Finals Week

In such slow motion

we walk along autumn.

The first snowflake amidst rain

flickers before unnoticed death.

We dance by with eyes closed.

We skip, gallop, we trip and give a

day or two of thanks. We lift our heads,

there it is: Finals Week.

Like brushing teeth without water.

Like combing hair with thick fingers.

We plunge in with a mask but no air tanks.

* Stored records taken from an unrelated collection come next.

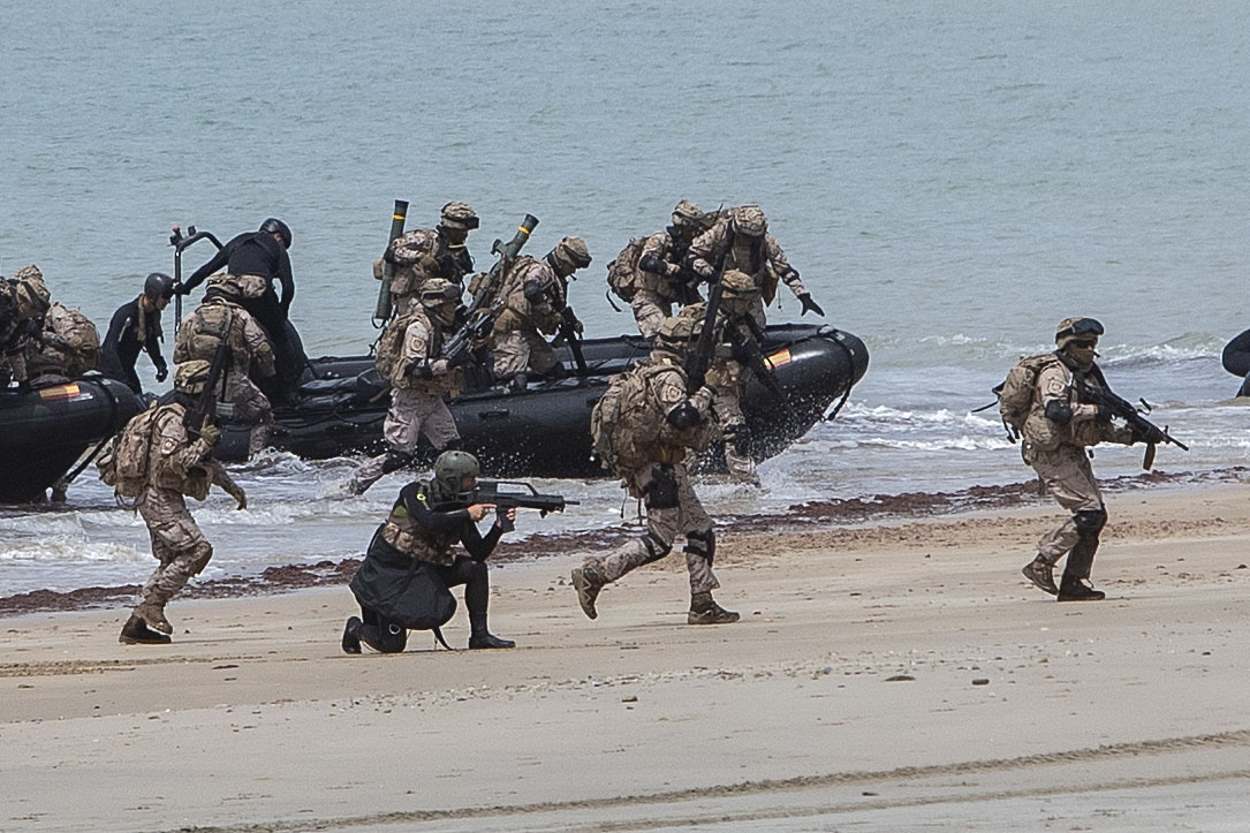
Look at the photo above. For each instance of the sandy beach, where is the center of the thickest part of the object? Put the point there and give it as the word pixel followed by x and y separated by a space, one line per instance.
pixel 891 676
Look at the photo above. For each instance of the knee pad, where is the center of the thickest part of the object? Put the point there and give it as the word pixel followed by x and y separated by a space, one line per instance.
pixel 203 554
pixel 655 547
pixel 396 460
pixel 661 492
pixel 701 543
pixel 1089 522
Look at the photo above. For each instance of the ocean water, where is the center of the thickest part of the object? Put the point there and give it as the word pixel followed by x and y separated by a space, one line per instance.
pixel 951 179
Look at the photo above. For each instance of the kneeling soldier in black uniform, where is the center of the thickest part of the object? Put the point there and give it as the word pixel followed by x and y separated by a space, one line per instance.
pixel 403 582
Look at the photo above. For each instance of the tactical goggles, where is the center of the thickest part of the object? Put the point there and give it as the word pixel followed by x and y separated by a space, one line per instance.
pixel 1081 328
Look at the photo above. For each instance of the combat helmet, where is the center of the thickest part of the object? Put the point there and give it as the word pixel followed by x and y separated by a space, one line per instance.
pixel 159 285
pixel 273 225
pixel 455 474
pixel 1076 329
pixel 193 377
pixel 749 220
pixel 571 253
pixel 458 217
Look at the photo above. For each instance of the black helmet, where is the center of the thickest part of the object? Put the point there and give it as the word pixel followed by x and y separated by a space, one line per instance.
pixel 159 285
pixel 273 225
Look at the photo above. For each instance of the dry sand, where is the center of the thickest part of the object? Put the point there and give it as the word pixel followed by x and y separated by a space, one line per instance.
pixel 850 697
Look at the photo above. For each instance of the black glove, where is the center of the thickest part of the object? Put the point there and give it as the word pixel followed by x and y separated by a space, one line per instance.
pixel 810 305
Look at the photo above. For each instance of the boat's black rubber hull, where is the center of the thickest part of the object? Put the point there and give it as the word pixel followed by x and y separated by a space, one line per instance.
pixel 545 432
pixel 43 433
pixel 1236 360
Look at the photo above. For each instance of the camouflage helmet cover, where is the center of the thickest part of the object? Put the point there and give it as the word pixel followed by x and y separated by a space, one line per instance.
pixel 193 375
pixel 1075 329
pixel 749 220
pixel 451 472
pixel 686 213
pixel 458 215
pixel 573 252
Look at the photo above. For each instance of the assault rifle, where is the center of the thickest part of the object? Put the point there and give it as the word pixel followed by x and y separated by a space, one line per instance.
pixel 484 307
pixel 206 405
pixel 568 332
pixel 746 349
pixel 700 358
pixel 516 494
pixel 1113 405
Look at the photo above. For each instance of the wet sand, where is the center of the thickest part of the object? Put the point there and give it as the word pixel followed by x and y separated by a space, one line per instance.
pixel 891 676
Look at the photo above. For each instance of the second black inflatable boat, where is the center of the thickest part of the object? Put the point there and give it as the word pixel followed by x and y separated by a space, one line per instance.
pixel 545 430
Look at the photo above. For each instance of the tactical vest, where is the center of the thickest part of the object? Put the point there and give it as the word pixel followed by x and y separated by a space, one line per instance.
pixel 70 345
pixel 410 538
pixel 623 273
pixel 214 322
pixel 628 424
pixel 124 463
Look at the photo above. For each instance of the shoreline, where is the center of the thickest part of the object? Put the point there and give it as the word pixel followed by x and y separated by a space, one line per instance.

Who knew we could live so long without breath?

Mourning Land

I am hurting.
I am sorry
this may not make much sense.
I was little when my parents
bought a piece of land
built a house
made a home step
by step added layer after
layer until theirs was a family of six.
I was 6 when my Father passed away.
I remember only the things a six year old remembers.
I remember bear hugs  and all encompassing warmth
from love and fury the ways Dads did.
I remember watching them through the rain lower
him in his box into the ground.
but there was the land.
It was a five star kitchen
and we served the best mud-pies with sides of cattails.
Then there was my step dad.
It was Hell in many ways
as his children were the demons
who would forever torment him
he could not love them enough
he would never love us too little
and there we were trapped in that.
But there was the land.
We explored it and it fed our tummies,
our hearts and our minds
some twenty years plus
there was divorce
but there was the land
it would stay with us and so we lived
our lives and took for granted that land would always be there.
We walked it. We looked out over it.  We loved it.
But we did not tend it.
Thirty years to the day
we lost Father number two.  Disbelief.
Pain. So raw.
But there was the land.
It was stable. It was constant. It was there.
As it was before.
Then it wasn’t.
I say goodbye not just to the land, but
to him and him.  To a Childhood of sketches and poetry and bumps,
bruises, and broken hearts.  To tears of sadness and of happy.
To smiles and laughter.  To cookie flour strewn about the laminate
floor and metal stairs that beckoned for injuries.  To the smell
of peat moss and the sound of pure country as the stars blink
at the cricket’s call.
I mourn the loss of the stage
that always played
my most favorite parts
of the life that was mine.
There are those that hurt
a same hurt
and I shall hold
on to them.

Here’s to you

Original Work by J.Lyn 11/7/2014

Here’s to you
my funny friends who have
such entertaining posts & tweets.
I lol’d all over the fof or
is there no such thing?
 
Here’s to you 
my infinite pixeled photo opp
and the ability to share – so teets!
or tits? so totes. Adorbs. For real.
So a word can say a thousand 
words the way a photo can?
 
So for the year 2014
I devoted all my time to scrolling 
through feeds and clicking like to every
selfie, cool app, baby laughing, cat falling
every random poll that tells me who I am
 
But I cannot lie
I miss oh four when myspace
was barely there and still not here. 
When friending was done in person
and goose flesh resulted from
hearing laughter and tasting tears and it
 
Occurred each day for real.

Just Once

                                                                                                                                                                          Original Work 11/7/2014 J.Lyn

Once upon a time in tales of yore
were stories of unmatched moral compass
They reached across from shore to shore
to set right various sorts of rumpus. 
 
They guided hearts and mended minds
they spoke to kids and wives and husbands.
They warned which words caused lasting binds
and traced traits that made slow time sands.
 
But then one dark and gloomy day
a man all dressed in night
decided scaring children away
just didn’t seem all that right.
 
He took the stories, shook them out
shedding what made fright or fear
He aimed for dry and safe all about
as he wanted every record clear.
 
And soon the children forgot the why
of not to play at night
And there came this woman not at all shy
dancing through moonlight
 
The colors were Oh! so very Oh!
and everyone craned to see
They followed one by one and so
that city began ceasing to be. 
 
 

Why wake

20131231-103122.jpg

Why wake if but to die
When you look you see the reasons why
You laugh
You smile
You Love
You cry
and those my Child
are The reasons Why.

~J.Lyn.  Dec 5, 2013.

Lost In Reverie

 

Lost in Reverie      ~J.Lyn          ~10/9/2013

 

Quite unintentionally, I have determined where I live

Did I always thought it was here and now, I did.

and so I disposed myself to the reason hid

for life at all in this life someone did give.

 

I searched the lines of shelves of books

dug deep in hidden passages and nooks.

I looked to the stars, thru the prophets, heard jokers.

The while long I shied away from badness and blokers.

 

I worked hard and harder still as any good person does at will

I fought my demons. fought tired. fought ill.

and still I fought when others did not.

I saw them, they know, when their sins they bought.

 

And there I was, here I am, still wondering

and every little thing wraps into one pondering.

While I gaze upon the fabled words in Hollow asleep

I found my place in reverie as Irving did keep.